Master · Extended Response

1. Multi-step calculation — purity of a vinegar sample (Band 4–5)

8 marks Band 4–5

Scenario. A food scientist is testing a commercial apple cider vinegar sample. She dissolves 10.00 mL of vinegar in water and makes it up to 100.0 mL in a volumetric flask. A 20.00 mL aliquot is titrated against 0.05000 mol L⁻¹ NaOH using phenolphthalein. Three accurate titres are: 24.60, 24.55, 24.58 mL. The equation is: CH₃COOH + NaOH → CH₃COONa + H₂O. Molar mass of CH₃COOH = 60.05 g mol⁻¹. Density of the original vinegar = 1.004 g mL⁻¹.

(a) Calculate the average concordant titre and apply all 4 steps to find n(CH₃COOH) in the 20.00 mL aliquot. Show full working for each step. (4 marks)

(b) Calculate the total mass of CH₃COOH in the original 10.00 mL of vinegar. Show the scale-up step explicitly. (2 marks)

(c) Calculate the percentage by mass of acetic acid in the vinegar. (1 mark)

(d) Australian Food Standards require vinegar to contain at least 4.0% w/w acetic acid. State whether this sample meets the standard. Identify one assumption you made in (b) that could affect the accuracy of this conclusion. (1 mark)

Stuck? Revisit Worked Example 3 in the lesson for the scale-up technique, and the 4-step calculation pathway diagram.

2. Experimental design — back-titration for impure limestone (Band 5–6)

8 marks Band 5–6

Research question. A geology student has a sample of impure limestone (~1.0 g) and wants to determine its percentage purity (CaCO₃ content). CaCO₃ does not dissolve readily in water but reacts readily with excess HCl:

CaCO₃(s) + 2HCl(aq) → CaCl₂(aq) + H₂O(l) + CO₂(g)

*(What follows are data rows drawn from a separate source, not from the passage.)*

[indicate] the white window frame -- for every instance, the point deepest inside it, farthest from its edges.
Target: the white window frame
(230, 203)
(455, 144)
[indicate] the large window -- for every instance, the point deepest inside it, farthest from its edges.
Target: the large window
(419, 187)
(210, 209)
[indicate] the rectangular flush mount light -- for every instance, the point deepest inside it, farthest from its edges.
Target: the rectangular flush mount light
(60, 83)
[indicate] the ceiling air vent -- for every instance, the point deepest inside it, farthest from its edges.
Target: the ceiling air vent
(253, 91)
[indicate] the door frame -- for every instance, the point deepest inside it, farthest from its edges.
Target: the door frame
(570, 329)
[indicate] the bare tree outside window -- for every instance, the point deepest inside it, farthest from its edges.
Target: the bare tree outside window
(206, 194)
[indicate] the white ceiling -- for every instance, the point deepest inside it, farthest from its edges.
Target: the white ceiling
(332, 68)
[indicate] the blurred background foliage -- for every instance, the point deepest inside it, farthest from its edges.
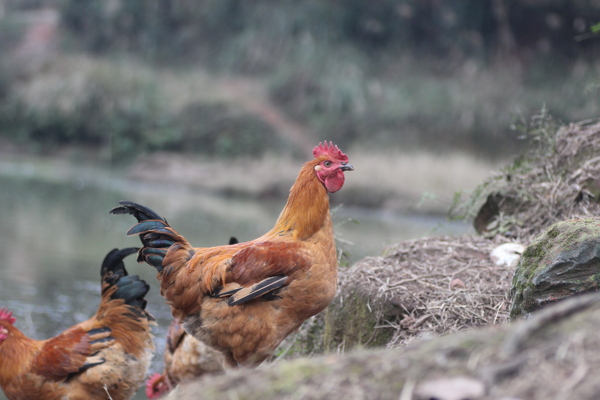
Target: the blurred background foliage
(123, 75)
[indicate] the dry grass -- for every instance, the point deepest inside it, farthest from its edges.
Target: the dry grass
(438, 285)
(420, 177)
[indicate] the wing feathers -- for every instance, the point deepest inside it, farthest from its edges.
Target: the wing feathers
(265, 286)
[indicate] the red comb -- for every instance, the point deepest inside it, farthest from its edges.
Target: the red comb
(330, 150)
(7, 315)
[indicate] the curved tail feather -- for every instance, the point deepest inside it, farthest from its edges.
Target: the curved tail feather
(154, 231)
(130, 288)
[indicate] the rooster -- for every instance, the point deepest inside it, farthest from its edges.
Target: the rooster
(185, 359)
(107, 355)
(244, 299)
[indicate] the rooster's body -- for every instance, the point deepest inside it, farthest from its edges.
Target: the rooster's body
(113, 349)
(244, 299)
(186, 359)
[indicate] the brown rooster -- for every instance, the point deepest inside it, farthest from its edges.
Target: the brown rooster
(107, 354)
(244, 299)
(186, 359)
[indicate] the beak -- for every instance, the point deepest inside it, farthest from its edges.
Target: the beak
(347, 167)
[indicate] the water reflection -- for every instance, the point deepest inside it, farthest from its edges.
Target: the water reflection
(56, 233)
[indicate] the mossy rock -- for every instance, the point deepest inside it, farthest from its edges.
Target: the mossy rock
(562, 261)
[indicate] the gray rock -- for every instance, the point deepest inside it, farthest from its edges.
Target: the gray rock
(562, 261)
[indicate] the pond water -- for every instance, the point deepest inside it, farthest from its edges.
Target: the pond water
(56, 229)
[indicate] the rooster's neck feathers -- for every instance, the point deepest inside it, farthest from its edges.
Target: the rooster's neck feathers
(17, 353)
(307, 207)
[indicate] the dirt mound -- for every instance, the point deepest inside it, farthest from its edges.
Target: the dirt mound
(418, 287)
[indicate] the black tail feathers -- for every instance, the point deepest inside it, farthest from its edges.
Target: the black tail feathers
(153, 231)
(130, 288)
(140, 212)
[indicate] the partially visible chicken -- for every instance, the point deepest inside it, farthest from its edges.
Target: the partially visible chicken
(107, 354)
(185, 359)
(244, 299)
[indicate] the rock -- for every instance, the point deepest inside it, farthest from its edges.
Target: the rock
(552, 355)
(562, 261)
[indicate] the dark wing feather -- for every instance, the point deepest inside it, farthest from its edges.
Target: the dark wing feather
(261, 288)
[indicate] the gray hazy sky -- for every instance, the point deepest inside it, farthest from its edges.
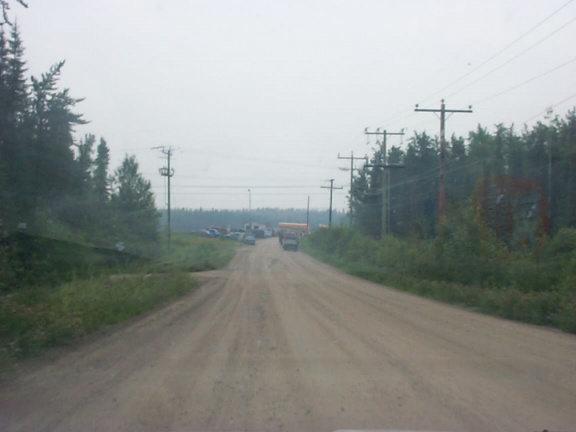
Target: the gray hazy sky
(265, 93)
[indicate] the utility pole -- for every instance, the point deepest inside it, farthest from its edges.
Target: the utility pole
(384, 155)
(442, 177)
(308, 216)
(168, 172)
(250, 209)
(352, 159)
(331, 187)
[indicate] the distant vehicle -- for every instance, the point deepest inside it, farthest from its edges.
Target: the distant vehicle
(233, 235)
(292, 226)
(202, 233)
(290, 240)
(214, 232)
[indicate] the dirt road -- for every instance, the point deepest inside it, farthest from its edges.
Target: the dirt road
(279, 341)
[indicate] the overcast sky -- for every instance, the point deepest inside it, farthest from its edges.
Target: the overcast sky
(258, 94)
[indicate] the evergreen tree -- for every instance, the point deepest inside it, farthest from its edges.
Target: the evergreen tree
(133, 204)
(100, 174)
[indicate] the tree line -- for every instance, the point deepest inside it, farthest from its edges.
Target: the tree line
(518, 183)
(194, 219)
(53, 186)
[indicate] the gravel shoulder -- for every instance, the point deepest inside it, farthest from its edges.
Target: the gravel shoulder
(280, 341)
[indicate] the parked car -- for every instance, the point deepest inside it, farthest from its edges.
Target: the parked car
(249, 239)
(214, 232)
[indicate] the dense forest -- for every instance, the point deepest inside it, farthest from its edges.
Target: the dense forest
(53, 187)
(520, 184)
(190, 220)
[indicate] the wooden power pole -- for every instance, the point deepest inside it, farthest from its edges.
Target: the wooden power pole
(331, 187)
(352, 159)
(442, 176)
(383, 164)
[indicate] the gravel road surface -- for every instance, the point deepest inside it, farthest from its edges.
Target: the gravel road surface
(279, 341)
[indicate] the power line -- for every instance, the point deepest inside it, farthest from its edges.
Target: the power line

The student has: an accurate mass of limestone (m₀ g); 1.000 mol L⁻¹ HCl (excess, 50.00 mL measured precisely); 0.1000 mol L⁻¹ NaOH (standard); phenolphthalein; a 250 mL volumetric flask; a 25.00 mL pipette; and a burette. The CO₂ is allowed to escape before titration. MM(CaCO₃) = 100.09 g mol⁻¹.

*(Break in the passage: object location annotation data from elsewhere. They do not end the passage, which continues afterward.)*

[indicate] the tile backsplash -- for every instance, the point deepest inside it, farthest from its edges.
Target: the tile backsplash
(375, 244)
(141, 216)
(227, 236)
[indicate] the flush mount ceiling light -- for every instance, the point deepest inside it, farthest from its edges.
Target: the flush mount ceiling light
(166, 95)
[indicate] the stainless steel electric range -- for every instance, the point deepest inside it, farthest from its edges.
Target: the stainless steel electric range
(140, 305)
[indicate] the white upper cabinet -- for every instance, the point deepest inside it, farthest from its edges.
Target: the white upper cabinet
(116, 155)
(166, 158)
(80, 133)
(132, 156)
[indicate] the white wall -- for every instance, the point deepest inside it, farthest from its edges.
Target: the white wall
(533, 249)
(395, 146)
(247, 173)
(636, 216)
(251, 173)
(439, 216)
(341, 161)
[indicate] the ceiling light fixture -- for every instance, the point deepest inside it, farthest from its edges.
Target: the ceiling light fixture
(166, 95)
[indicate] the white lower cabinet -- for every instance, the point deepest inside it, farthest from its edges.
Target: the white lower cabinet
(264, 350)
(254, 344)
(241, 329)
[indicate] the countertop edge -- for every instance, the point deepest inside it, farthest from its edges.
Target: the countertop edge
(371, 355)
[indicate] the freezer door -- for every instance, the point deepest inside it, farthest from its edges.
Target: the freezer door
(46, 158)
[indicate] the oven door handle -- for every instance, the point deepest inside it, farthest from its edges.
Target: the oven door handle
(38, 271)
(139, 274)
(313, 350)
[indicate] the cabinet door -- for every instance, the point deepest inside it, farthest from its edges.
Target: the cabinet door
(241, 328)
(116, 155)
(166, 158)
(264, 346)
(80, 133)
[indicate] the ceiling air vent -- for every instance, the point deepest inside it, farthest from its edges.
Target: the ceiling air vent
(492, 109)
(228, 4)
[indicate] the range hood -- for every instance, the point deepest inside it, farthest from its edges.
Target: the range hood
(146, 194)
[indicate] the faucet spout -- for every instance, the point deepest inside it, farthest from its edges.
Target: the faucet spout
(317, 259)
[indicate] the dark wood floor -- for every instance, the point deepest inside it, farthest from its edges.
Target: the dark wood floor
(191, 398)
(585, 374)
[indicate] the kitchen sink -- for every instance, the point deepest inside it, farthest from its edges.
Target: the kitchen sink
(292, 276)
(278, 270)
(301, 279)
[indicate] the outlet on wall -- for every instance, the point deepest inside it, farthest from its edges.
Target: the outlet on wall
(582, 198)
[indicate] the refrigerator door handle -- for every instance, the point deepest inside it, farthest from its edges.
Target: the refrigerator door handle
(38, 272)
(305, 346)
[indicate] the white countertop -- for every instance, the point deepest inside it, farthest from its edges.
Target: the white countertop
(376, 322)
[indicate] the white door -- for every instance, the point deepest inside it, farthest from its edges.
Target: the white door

Q2. Design a complete back-titration procedure and show how to calculate % purity. In your response you must:

Describe each step of the procedure in the correct order, including any rinsing steps and why they matter.
State the purpose of using excess HCl in this design, not a precise stoichiometric amount.
Write the balanced equation for the back-titration step (NaOH reacting with excess HCl).
Show, algebraically, how n(CaCO₃) is determined from the titration data.
Write the formula for % purity in terms of the measured quantities.
Identify one source of systematic error specific to this back-titration design and suggest how to minimise it.

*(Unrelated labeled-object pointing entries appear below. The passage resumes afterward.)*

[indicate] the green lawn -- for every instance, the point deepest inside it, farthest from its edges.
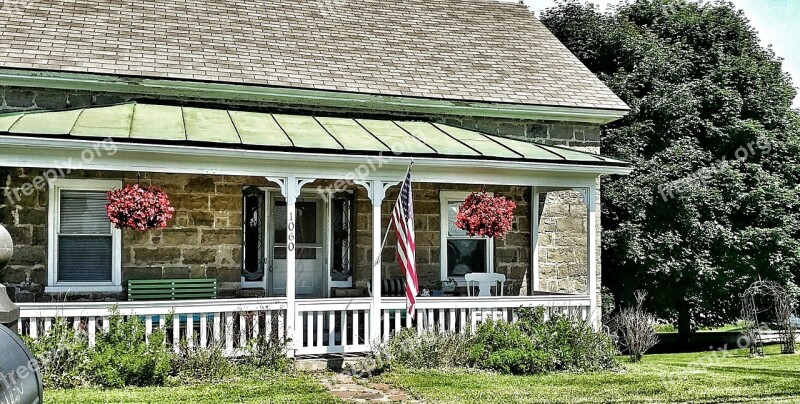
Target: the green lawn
(254, 387)
(696, 377)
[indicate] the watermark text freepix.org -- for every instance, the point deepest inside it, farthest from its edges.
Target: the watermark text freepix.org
(63, 169)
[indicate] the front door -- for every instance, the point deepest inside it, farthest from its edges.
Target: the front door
(309, 252)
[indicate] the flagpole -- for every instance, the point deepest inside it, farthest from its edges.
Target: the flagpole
(389, 228)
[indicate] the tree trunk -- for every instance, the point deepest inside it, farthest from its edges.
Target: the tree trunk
(684, 322)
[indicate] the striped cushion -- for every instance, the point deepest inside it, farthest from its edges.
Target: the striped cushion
(391, 287)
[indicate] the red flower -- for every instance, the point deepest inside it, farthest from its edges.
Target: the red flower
(485, 215)
(134, 207)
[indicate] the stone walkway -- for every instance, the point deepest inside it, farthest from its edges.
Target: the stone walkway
(346, 388)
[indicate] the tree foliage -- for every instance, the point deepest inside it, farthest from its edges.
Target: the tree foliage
(712, 204)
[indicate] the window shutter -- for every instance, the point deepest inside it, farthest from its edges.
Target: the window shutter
(84, 212)
(85, 239)
(84, 259)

Stuck? Revisit Q9 in the lesson’s short answer section and the Common Mistakes box for back-titration scaling. Think: HCl(initial) − HCl(excess) = HCl(reacted with CaCO₃).

3. Data + scenario — evaluating a student’s titration results (Band 5–6)

7 marks Band 5–6

Scenario. Two students, Alex and Jordan, each independently titrated 25.00 mL of an unknown HCl solution against 0.1000 mol L⁻¹ NaOH. Their results are shown below. The equation is HCl + NaOH → NaCl + H₂O.

Student	Run	Titre (mL)	Note
Alex	Rough	21.60	Excluded
	1	20.40
	2	20.35
	3	20.80
Jordan	Rough	22.10	Excluded
	1	20.45
	2	20.48
	3	20.50

Note: Alex forgot to rinse the burette with titrant before Run 1. The burette had been rinsed with distilled water.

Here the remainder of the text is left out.